The Australian IT website reports that Samuel, after speaking at a business lunch, warned telcos that they “may be overstepping the mark in terms of misleading and deceptive conduct”. Misleading ads from a telco? Say it’s not so!

Samuel noted that the speed a customer experiences depends on such factors as the length of the local loop and congestion. I looked at the websites for the primary cable and DSL providers in my area and found a distinct lack of useful information on what speeds I could expect to get if I ordered their service. I looked at Comcast’s “see prices and choose packages” information, and Verizon’s “packages and prices” web page to get an idea of what these providers were telling potential customers.

Neither provider gave any hint about upload speeds, and both gave download speeds in multiples of the dial-up speed along with a bits-per-second value.
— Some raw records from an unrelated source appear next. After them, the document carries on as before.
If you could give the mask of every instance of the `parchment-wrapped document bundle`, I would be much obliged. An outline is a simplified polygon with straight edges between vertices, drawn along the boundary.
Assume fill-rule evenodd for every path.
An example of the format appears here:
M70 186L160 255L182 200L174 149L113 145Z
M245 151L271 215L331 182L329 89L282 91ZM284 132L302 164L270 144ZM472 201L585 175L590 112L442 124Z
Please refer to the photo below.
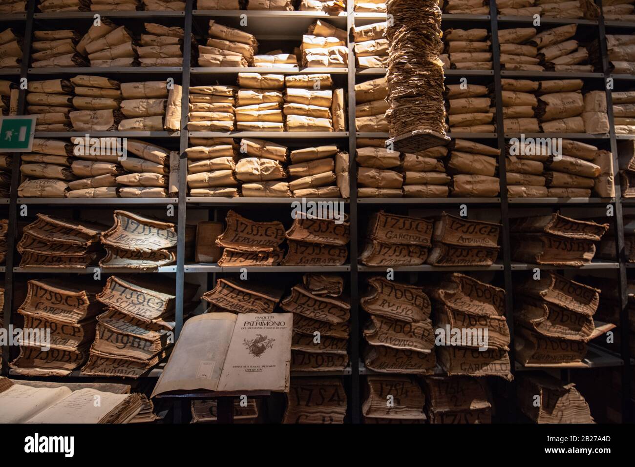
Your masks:
M424 288L432 298L435 329L443 331L436 336L437 357L446 373L511 381L505 291L458 273Z
M289 391L290 313L188 320L152 397L174 391Z
M425 396L416 377L369 375L366 384L361 407L364 423L424 423Z
M280 303L293 313L292 370L340 371L348 365L351 303L344 286L335 274L305 274Z
M420 287L373 277L359 305L370 315L363 331L366 368L380 373L432 373L436 359L431 307Z
M491 423L491 404L484 378L428 376L424 381L431 423Z
M344 423L347 402L339 378L291 378L282 423Z
M543 271L514 287L516 358L530 366L578 363L587 343L615 327L596 327L600 291Z
M64 376L82 366L95 338L95 316L102 312L96 298L101 288L84 282L29 280L18 312L32 332L25 333L11 368L28 376Z
M549 216L510 223L512 260L530 264L580 266L591 263L608 224Z

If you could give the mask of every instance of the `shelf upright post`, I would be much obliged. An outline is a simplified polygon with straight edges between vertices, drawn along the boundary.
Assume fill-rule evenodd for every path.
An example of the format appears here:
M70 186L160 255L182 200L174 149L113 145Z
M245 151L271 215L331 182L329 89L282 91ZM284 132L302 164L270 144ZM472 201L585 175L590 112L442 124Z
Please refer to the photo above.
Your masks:
M491 51L494 70L494 91L496 99L496 133L497 140L498 143L498 177L500 183L500 223L502 228L500 232L500 242L503 260L503 275L505 284L505 317L509 328L509 336L511 342L509 345L510 371L512 374L515 372L516 359L514 353L514 303L512 298L512 270L511 270L511 249L509 243L509 201L507 197L507 170L505 166L506 157L505 150L505 128L503 126L503 98L502 86L500 78L500 48L498 44L498 11L495 2L490 2L490 24L491 30ZM499 256L500 258L500 256ZM516 383L512 381L505 386L505 399L507 407L507 421L515 421L515 412L511 410L516 404Z
M349 340L349 360L351 362L351 421L360 423L361 402L359 390L359 287L358 276L358 205L357 205L357 164L355 162L355 150L357 147L357 135L355 126L355 76L357 71L354 43L352 41L352 27L355 25L355 13L353 1L346 3L346 32L349 48L348 79L348 127L349 127L349 221L351 224L351 240L349 243L351 258L351 334Z
M22 43L22 63L20 65L20 78L27 79L29 72L29 58L31 53L31 37L33 36L33 13L36 0L27 2L27 17L24 22L24 40ZM19 84L18 84L19 85ZM19 88L18 88L19 89ZM20 89L18 97L18 115L24 115L27 91ZM20 154L14 153L11 168L11 189L9 196L8 231L6 234L6 256L4 262L4 323L6 329L11 324L11 314L13 303L13 261L15 257L16 234L18 232L18 184L20 182ZM10 336L10 334L8 334ZM2 374L9 372L10 358L9 346L2 347Z
M602 0L598 0L600 11L603 11ZM613 204L613 227L615 228L615 253L620 263L619 279L617 281L620 294L620 351L624 365L622 367L622 423L632 422L632 406L631 402L631 350L629 345L630 332L628 332L628 281L626 277L626 260L624 254L624 225L622 211L622 190L618 181L620 166L617 154L617 141L613 115L612 86L609 86L610 73L608 67L608 53L606 50L606 29L604 23L603 11L600 15L598 25L599 51L602 56L602 69L604 71L604 87L606 93L606 113L609 122L609 136L611 153L613 154L613 171L615 181L615 201Z

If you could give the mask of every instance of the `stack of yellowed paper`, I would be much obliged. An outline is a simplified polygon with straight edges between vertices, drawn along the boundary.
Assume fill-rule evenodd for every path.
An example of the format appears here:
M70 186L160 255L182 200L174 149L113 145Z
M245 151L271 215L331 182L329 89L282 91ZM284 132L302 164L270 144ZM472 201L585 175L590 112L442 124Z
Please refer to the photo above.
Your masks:
M318 372L346 367L351 303L342 277L305 274L280 307L293 313L291 370ZM314 324L313 331L311 323Z

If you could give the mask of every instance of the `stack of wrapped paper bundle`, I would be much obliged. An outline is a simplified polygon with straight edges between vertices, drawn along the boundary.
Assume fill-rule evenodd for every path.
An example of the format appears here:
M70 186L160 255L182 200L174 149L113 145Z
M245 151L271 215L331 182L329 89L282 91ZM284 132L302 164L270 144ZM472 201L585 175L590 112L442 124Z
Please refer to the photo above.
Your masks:
M600 291L549 271L514 287L514 346L522 365L579 362L587 343L615 327L593 320Z
M513 220L512 259L530 264L580 266L595 256L595 242L608 230L598 224L556 213Z
M364 423L423 423L425 397L415 376L369 375Z
M88 67L88 62L77 49L81 37L70 29L34 31L31 67Z
M142 67L182 67L183 28L144 23L137 52Z
M422 265L432 246L432 226L433 221L429 219L383 211L375 213L368 222L359 262L365 266Z
M443 147L427 150L432 152L435 150L442 154ZM497 176L500 149L460 139L453 140L448 147L449 157L445 165L452 177L451 196L490 197L498 194L500 181Z
M185 11L185 3L170 0L141 0L146 11Z
M333 89L330 75L289 75L284 84L287 131L346 131L344 90Z
M635 21L635 0L605 0L602 13L606 21Z
M208 97L203 95L190 95L190 102L197 96ZM211 97L213 98L213 96ZM190 104L198 106L205 103ZM210 105L214 105L210 103ZM194 107L200 109L201 107ZM215 107L205 107L215 109ZM187 186L190 196L240 195L239 183L234 171L238 154L238 145L231 138L190 138L190 144L198 145L187 148Z
M449 15L490 14L488 0L442 0L440 3L443 13Z
M34 138L31 151L20 155L20 171L25 178L18 187L18 196L66 197L69 182L76 179L71 169L73 145L61 140Z
M234 113L241 131L284 131L281 103L284 75L238 74Z
M351 237L348 216L340 212L339 216L333 215L337 218L324 217L329 211L337 214L335 207L334 203L326 205L322 213L296 214L291 228L284 233L288 249L283 266L342 266L346 262Z
M483 378L429 376L424 381L431 423L491 423L491 404Z
M491 266L498 256L500 224L443 213L434 221L427 262L433 266ZM466 232L471 232L466 234Z
M496 109L491 108L492 100L487 96L487 86L478 84L470 84L465 89L460 84L446 86L445 107L451 131L485 133L496 131L494 125Z
M538 57L538 48L528 44L536 35L533 27L516 27L498 30L500 68L514 71L544 71Z
M282 423L344 423L347 402L339 378L292 378Z
M448 376L511 381L505 291L458 273L424 288L432 299L435 328L443 331L437 334L437 357Z
M384 148L378 138L360 138L358 144L375 145L357 150L358 196L359 197L444 198L451 179L439 159L447 154L442 146L417 153Z
M354 0L356 13L385 13L385 0Z
M612 91L613 122L617 135L635 135L635 91Z
M27 9L26 1L6 0L0 4L0 13L22 13Z
M589 404L575 388L575 384L565 385L545 373L521 375L516 400L523 413L536 423L595 423Z
M190 87L187 129L190 131L231 131L234 129L237 88L232 86Z
M223 248L219 266L277 266L284 252L284 227L278 221L257 222L229 211L225 231L216 239Z
M104 226L38 213L22 230L18 252L22 268L77 268L95 265L103 256L99 235Z
M101 288L83 282L70 285L55 279L29 280L26 299L18 313L24 317L24 329L32 332L10 364L15 372L65 376L83 365L95 338L95 317L102 312L96 298ZM33 331L39 332L39 339ZM50 348L44 350L46 347Z
M37 8L43 13L88 11L91 0L40 0Z
M300 0L300 11L324 11L329 14L346 11L345 0Z
M388 133L387 95L385 76L355 85L355 129L358 131Z
M248 32L210 20L210 37L199 46L199 67L244 67L253 63L258 41Z
M114 225L100 236L106 249L106 256L99 261L103 269L156 270L176 261L174 224L125 211L115 211L113 217ZM187 230L191 233L190 229ZM192 239L188 238L186 241Z
M185 284L184 299L197 286ZM110 276L97 299L106 312L97 317L95 341L83 374L137 378L156 366L174 342L173 280Z
M380 373L431 374L436 364L428 296L420 287L376 276L359 299L370 316L364 328L366 368Z
M292 371L341 371L346 367L351 303L344 294L343 278L337 274L305 274L302 284L294 286L280 302L280 308L294 313ZM309 323L316 326L307 332ZM318 339L316 331L319 332Z
M487 29L446 29L444 51L452 70L491 70L491 43ZM446 60L444 60L446 62Z
M386 68L388 66L388 39L384 37L387 24L384 21L353 27L358 68Z
M200 3L200 2L199 2ZM257 423L258 407L258 399L247 398L246 405L239 399L234 400L233 423ZM192 423L216 423L218 420L218 401L192 400L190 405Z
M345 68L349 63L346 31L318 20L302 36L298 55L303 67Z
M18 68L22 63L22 38L13 28L0 32L0 69Z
Comcast offers two download rates for its high-speed internet service — 6Mbit/s and 8Mbit/s — with PowerBoost to double the download speed for large files. Verizon offers two connection speeds for its Verizon Online DSL service: “up to 768kbit/s” and “up to 3.0 Mbit/s.” Because Comcast’s service is specified in terms of download speed, and Verizon’s DSL service is specified in terms of connection speed, we are in an apples versus oranges discussion.

Then I looked for the fine print that Samuel warned about. Comcast says, “Actual speeds may vary and are not guaranteed. Many factors affect download speed.” Not much information other than a general “don’t bet on it” disclaimer. Verizon is about the same, warning, “Actual through-put speed will vary. Speed and uninterrupted use of the service are not guaranteed.”

What neither page tells you is what level of over-subscription the service providers have designed into their networks. [the contentious issue of contentation ratios — Ed.]

For Comcast, I wonder how many customers are on a local cable plant, for what speed they are configured, and at what speed the uplink between the cable head end and the ISP is running. For Verizon, how many customers are sharing a single uplink to the ISP and for what speed are those customers configured?

Thus, for both DSL and cable modems, there are choke points where the supplier can either decide to spend more money to improve its service or skimp and save a buck. It’s easy to see why they do not want to give you any real information about how choked their choke points get at busy hours, but without some hint about the over-

subscription ratio — how much bandwidth there is and how many customers are sharing it — and some information about upload speeds, you have no idea what performance you will get.

Maybe I missed it, but I do not remember the US-based FCC saying anything like what Samuel said. Then again, even with the Australian regulator’s concern, I doubt the customers in his country will get enough information to make any accurate predictions about actual performance, so maybe it does not matter.

Disclaimer: The art of making accurate predictions about how students will do eludes most institutions of higher education including Harvard, and the above prediction-free prediction is my own.